I'm about 40/60 cycling specific clothes to non-specific. Long sleeve sports wear like UA or stuff from Wal-Mart or Target or wherever works perfect for cooler weather riding. Throw a wind vest over top of that and you'll be pretty decently warm down into the low 60's or even high 50's. I am at least. Cooler than that I do have a cycling jacket with removable sleeves that keeps me riding into the 40's. You could always look into arm warmers too...they are pretty inexpensive, work great, and easy to remove and store in your pack if things get too warm.


----------



## pulser (Dec 6, 2004)

Joe Handlebar said:


> I guess I'm not sure what you're referring to. Do you mean like a hoodie sweatshirt? Or a hooded rain/weather jacket? If you're looking for a jacket I'd start looking at Amazon, REI Garage Sale, etc.... I would guess things to make sure work are sleeve length, make sure it doesn't ride up your back and the hood fits over your brain bucket. I've grabbed some good stuff on Amazon (bibs, jerseys, gloves, etc..) for great prices.

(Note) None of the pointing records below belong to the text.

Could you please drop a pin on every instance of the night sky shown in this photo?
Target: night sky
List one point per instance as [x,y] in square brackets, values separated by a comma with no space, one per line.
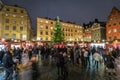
[78,11]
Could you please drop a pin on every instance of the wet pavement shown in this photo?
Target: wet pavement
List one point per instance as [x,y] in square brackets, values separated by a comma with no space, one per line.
[76,72]
[48,71]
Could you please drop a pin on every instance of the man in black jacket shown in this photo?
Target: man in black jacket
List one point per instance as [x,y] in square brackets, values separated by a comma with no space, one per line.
[8,64]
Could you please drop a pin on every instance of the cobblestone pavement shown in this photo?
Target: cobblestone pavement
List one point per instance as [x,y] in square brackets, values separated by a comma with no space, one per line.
[76,72]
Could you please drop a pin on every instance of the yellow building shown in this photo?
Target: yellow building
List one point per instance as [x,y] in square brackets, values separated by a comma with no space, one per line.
[15,23]
[45,28]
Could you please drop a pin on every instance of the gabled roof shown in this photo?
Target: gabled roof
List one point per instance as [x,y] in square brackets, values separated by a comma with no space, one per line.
[1,5]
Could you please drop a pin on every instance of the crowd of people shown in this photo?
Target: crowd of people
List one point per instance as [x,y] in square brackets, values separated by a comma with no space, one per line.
[21,62]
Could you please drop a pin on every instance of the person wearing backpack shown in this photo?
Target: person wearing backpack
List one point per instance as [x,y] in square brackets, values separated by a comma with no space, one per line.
[8,64]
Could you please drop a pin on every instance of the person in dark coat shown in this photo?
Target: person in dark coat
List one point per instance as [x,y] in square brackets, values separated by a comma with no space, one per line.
[110,64]
[8,64]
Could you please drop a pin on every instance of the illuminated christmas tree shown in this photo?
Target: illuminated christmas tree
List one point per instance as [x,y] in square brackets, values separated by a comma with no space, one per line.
[58,36]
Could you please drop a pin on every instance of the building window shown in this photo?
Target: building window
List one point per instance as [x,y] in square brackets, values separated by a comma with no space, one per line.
[21,28]
[7,9]
[109,25]
[109,31]
[114,30]
[46,33]
[46,38]
[6,27]
[14,21]
[15,10]
[46,21]
[46,27]
[114,24]
[6,14]
[110,38]
[51,22]
[22,11]
[63,29]
[21,22]
[14,36]
[21,36]
[41,26]
[41,38]
[7,20]
[115,37]
[119,30]
[6,35]
[14,27]
[14,15]
[41,33]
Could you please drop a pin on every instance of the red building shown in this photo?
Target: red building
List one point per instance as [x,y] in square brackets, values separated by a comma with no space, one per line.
[113,25]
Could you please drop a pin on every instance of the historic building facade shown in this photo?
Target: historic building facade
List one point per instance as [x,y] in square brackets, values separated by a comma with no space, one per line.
[94,31]
[98,31]
[15,23]
[45,28]
[113,25]
[87,35]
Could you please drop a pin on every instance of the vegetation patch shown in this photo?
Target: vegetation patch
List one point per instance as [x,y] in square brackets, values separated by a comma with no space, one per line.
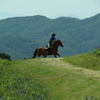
[15,85]
[64,81]
[90,61]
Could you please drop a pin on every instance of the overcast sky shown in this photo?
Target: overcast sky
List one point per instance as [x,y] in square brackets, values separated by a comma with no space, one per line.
[49,8]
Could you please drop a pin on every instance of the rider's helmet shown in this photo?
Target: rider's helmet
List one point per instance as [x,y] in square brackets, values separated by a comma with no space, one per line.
[53,34]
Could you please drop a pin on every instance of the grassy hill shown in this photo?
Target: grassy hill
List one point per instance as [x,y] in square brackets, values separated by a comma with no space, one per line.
[20,36]
[64,81]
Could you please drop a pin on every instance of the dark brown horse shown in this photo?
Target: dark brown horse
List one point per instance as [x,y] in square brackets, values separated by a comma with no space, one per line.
[54,50]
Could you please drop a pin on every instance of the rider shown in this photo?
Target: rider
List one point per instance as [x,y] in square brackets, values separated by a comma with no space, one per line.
[50,42]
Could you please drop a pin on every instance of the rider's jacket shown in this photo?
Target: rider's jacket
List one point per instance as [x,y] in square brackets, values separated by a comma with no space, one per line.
[51,39]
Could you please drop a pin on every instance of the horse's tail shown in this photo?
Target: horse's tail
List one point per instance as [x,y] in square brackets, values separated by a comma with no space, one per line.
[35,53]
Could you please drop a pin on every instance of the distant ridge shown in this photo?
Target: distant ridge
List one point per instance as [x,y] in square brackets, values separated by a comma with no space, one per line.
[20,36]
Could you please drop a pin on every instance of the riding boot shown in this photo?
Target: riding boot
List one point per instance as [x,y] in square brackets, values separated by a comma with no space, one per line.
[49,49]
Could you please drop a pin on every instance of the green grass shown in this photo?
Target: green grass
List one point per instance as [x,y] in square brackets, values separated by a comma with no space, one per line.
[64,83]
[89,61]
[15,85]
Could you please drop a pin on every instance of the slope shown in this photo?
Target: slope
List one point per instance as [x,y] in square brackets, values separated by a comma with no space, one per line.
[64,81]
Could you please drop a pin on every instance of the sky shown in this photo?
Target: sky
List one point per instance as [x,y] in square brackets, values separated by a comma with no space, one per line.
[51,8]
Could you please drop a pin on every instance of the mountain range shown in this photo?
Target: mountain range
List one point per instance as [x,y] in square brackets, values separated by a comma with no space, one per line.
[20,36]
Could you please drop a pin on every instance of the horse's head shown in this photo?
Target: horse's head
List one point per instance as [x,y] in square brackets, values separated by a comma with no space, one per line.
[59,43]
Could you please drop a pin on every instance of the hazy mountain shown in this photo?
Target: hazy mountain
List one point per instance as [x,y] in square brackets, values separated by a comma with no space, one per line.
[20,36]
[4,15]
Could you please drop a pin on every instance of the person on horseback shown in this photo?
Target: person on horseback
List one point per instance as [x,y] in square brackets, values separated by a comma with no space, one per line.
[50,42]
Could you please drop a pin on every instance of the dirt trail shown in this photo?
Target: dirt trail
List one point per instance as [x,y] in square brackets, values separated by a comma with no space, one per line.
[60,64]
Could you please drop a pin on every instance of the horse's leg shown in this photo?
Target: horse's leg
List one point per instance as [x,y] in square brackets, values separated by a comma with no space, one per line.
[39,53]
[55,55]
[58,54]
[44,53]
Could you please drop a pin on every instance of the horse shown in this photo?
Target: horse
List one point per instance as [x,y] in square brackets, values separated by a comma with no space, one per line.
[54,50]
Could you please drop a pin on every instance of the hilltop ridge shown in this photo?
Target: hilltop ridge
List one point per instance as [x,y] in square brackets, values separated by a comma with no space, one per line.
[28,33]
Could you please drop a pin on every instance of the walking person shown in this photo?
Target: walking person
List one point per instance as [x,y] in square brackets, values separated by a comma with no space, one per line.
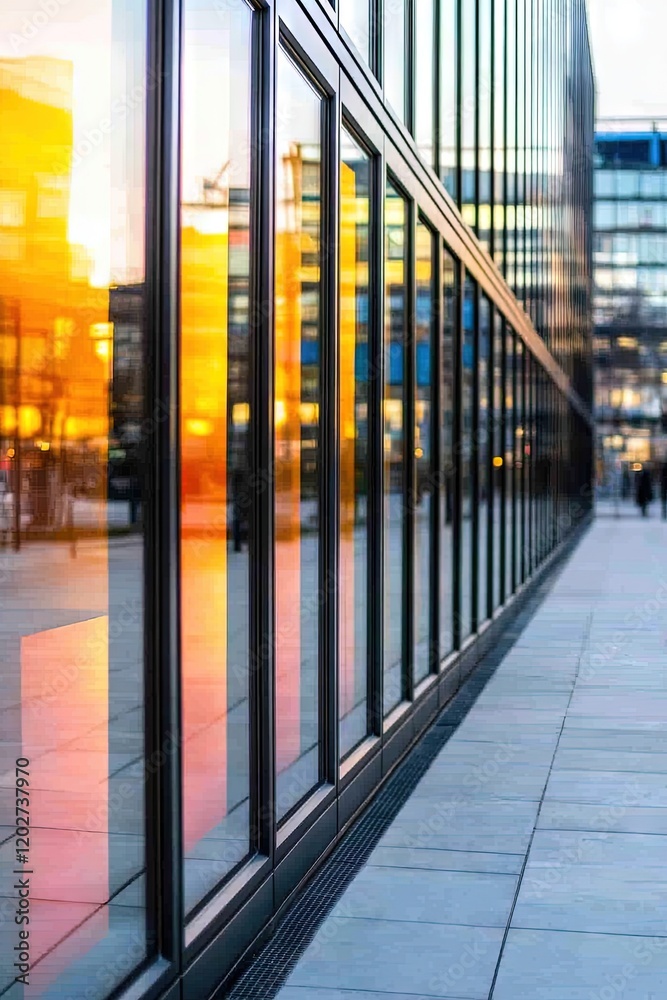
[644,490]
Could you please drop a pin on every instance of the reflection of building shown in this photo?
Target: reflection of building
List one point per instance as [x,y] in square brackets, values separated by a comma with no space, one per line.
[631,290]
[56,343]
[249,669]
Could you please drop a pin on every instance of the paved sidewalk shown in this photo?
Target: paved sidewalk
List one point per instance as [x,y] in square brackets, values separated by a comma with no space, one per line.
[531,861]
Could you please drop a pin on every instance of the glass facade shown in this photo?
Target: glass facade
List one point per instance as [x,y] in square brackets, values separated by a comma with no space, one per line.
[630,299]
[277,445]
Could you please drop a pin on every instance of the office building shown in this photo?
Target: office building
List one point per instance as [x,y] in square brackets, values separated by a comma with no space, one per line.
[630,303]
[295,389]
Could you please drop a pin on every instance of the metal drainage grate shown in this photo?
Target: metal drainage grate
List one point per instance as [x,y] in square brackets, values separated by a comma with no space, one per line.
[270,967]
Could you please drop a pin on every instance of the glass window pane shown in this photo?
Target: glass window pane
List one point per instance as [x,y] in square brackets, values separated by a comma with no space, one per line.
[605,186]
[423,542]
[510,476]
[395,81]
[518,457]
[394,442]
[449,56]
[355,20]
[483,441]
[499,130]
[297,434]
[467,442]
[511,56]
[485,89]
[353,383]
[447,480]
[215,415]
[498,464]
[425,69]
[468,114]
[74,436]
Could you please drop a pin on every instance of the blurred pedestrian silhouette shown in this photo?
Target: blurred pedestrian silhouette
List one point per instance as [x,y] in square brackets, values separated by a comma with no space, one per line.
[644,490]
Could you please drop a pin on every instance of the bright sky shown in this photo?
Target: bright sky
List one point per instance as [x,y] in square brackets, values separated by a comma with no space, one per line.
[628,38]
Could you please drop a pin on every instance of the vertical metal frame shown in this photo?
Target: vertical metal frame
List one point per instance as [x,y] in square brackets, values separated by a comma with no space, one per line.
[376,451]
[375,25]
[492,111]
[327,672]
[530,389]
[524,478]
[434,465]
[437,88]
[329,431]
[459,103]
[503,470]
[410,96]
[263,794]
[164,832]
[474,613]
[478,76]
[457,437]
[374,499]
[409,366]
[437,473]
[515,497]
[491,418]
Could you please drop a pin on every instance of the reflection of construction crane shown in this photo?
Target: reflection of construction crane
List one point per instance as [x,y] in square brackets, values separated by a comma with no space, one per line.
[215,191]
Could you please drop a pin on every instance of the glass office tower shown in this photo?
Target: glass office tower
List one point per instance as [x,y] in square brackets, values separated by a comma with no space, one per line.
[630,303]
[294,408]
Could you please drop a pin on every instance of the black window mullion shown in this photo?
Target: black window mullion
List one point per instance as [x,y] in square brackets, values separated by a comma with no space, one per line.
[329,447]
[474,613]
[490,434]
[409,351]
[164,900]
[503,469]
[436,472]
[457,442]
[376,452]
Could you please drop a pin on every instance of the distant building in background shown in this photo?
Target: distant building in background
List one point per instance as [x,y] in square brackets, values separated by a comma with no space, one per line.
[630,303]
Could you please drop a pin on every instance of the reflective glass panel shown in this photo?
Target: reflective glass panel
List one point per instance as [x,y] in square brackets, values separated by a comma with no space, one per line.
[297,434]
[498,221]
[484,441]
[485,90]
[425,81]
[468,110]
[395,81]
[395,337]
[467,449]
[423,455]
[447,478]
[215,439]
[449,56]
[510,462]
[353,388]
[498,461]
[74,437]
[511,104]
[355,19]
[519,481]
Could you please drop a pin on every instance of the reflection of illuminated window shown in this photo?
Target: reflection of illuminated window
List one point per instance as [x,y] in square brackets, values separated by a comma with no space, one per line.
[12,208]
[12,246]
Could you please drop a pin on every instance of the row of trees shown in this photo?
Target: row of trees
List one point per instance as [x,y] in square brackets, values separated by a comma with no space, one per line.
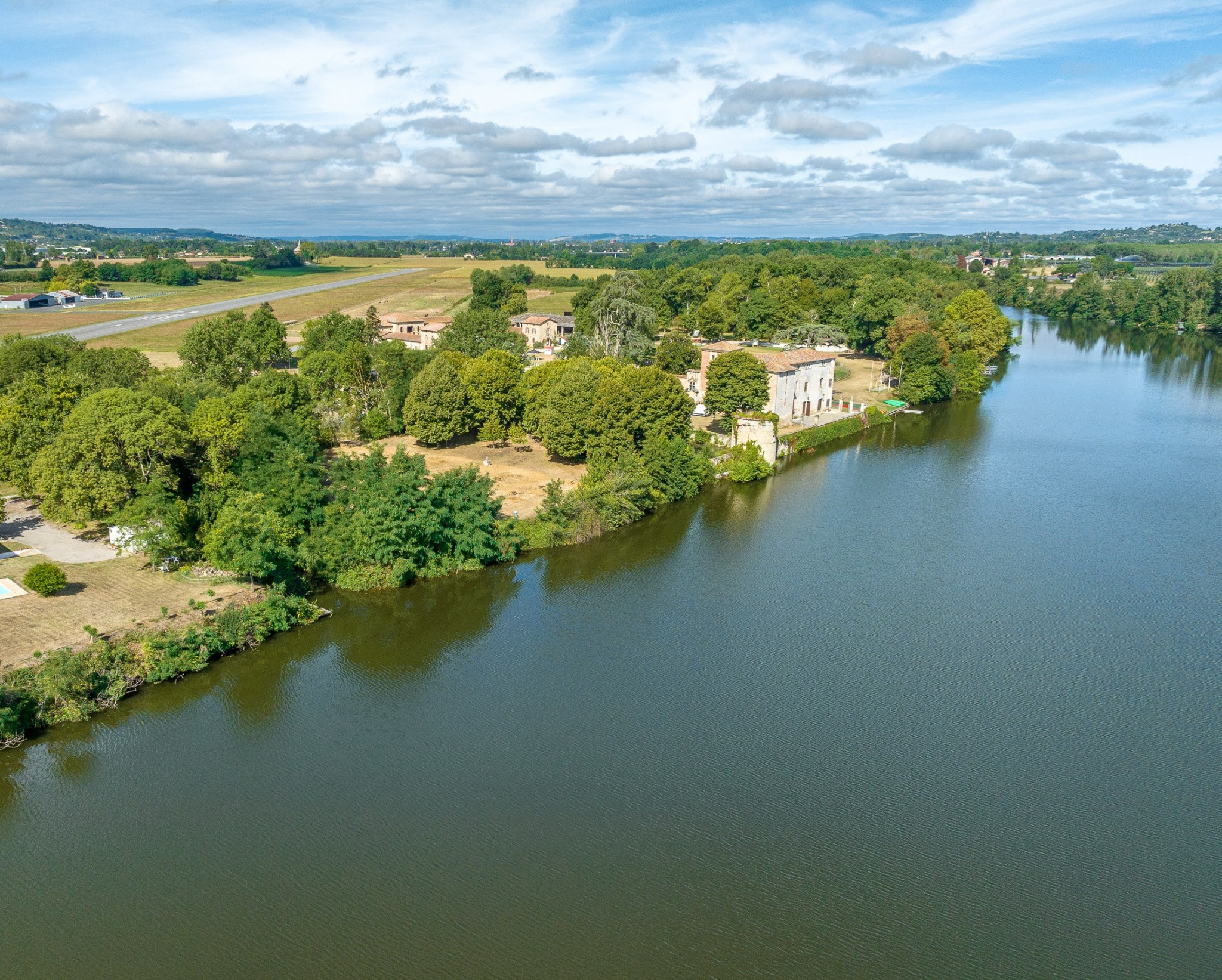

I'm looking for something like the Specialized therminal Mountain Jersey thats not $120. Its really just a $50 fleece sweatshirt thats cut a little sung.

https://www.specialized.com/us/en/men/therminal-mountain-jersey/131645


----------



## Conspearasea (Sep 4, 2011)

Check Sierra Trading Post also for good quality outdoor brands that work great.

I’m a big fan of OR, Marmot,TNF and these absolutely are good gear for riding. Packable and light stuff... 


Sent from my iPhone using Tapatalk


----------



## phidauex (Apr 17, 2013)

Absolutely! You can ride in anything that fits and feels good - there is nothing magic about cycling clothes (except the price). I ride, ski, climb, run and walk around town in a Black Diamond hoodie (Coefficient hoodie) that I love. Snug fit, breathes well, dries fast, and the hood fits under helmets if I want.

Try out items for any athletic discipline and see what fits well and is cheap. Running and "general outdoors lifestyle" clothes tend to be cheaper than cycling or climbing clothes.

The only thing I'd avoid would be cotton, unless you are just cruising around at relatively low intensity when there won't be any rain. In cold weather sweat that doesn't breathe out turns into moisture, which turns into cold when you stop moving.


----------



## Ötzi (Sep 20, 2004)

I’ve got one from Uniqlo that I really like for all athletic endeavors.


----------



## TraxFactory (Sep 10, 1999)

The pricier hoodies usually are made from higher end materials and have a few more panels for venting. They are also more sport cut so you don't have material flapping around.

I have an older Zoic Hoodie prior to the current model, great cut decent material and still going strong. I also have a Merino hoodie I can wear when riding but I think I would overheat quickly in a cotton or fleece hoodie.

Maybe the Nike DriFit Hoodie, have you seen those?


----------



## sfgiantsfan (Dec 20, 2010)

I have a long torso, so I like riding gear because it is longer in the back, but if I get a decent fitting sweatshirt I would wear it, no problem. Check Steep&cheap, they have great deals all the time.


----------



## terrasmak (Jun 14, 2011)

Look into closeout snowboarding hoodies


----------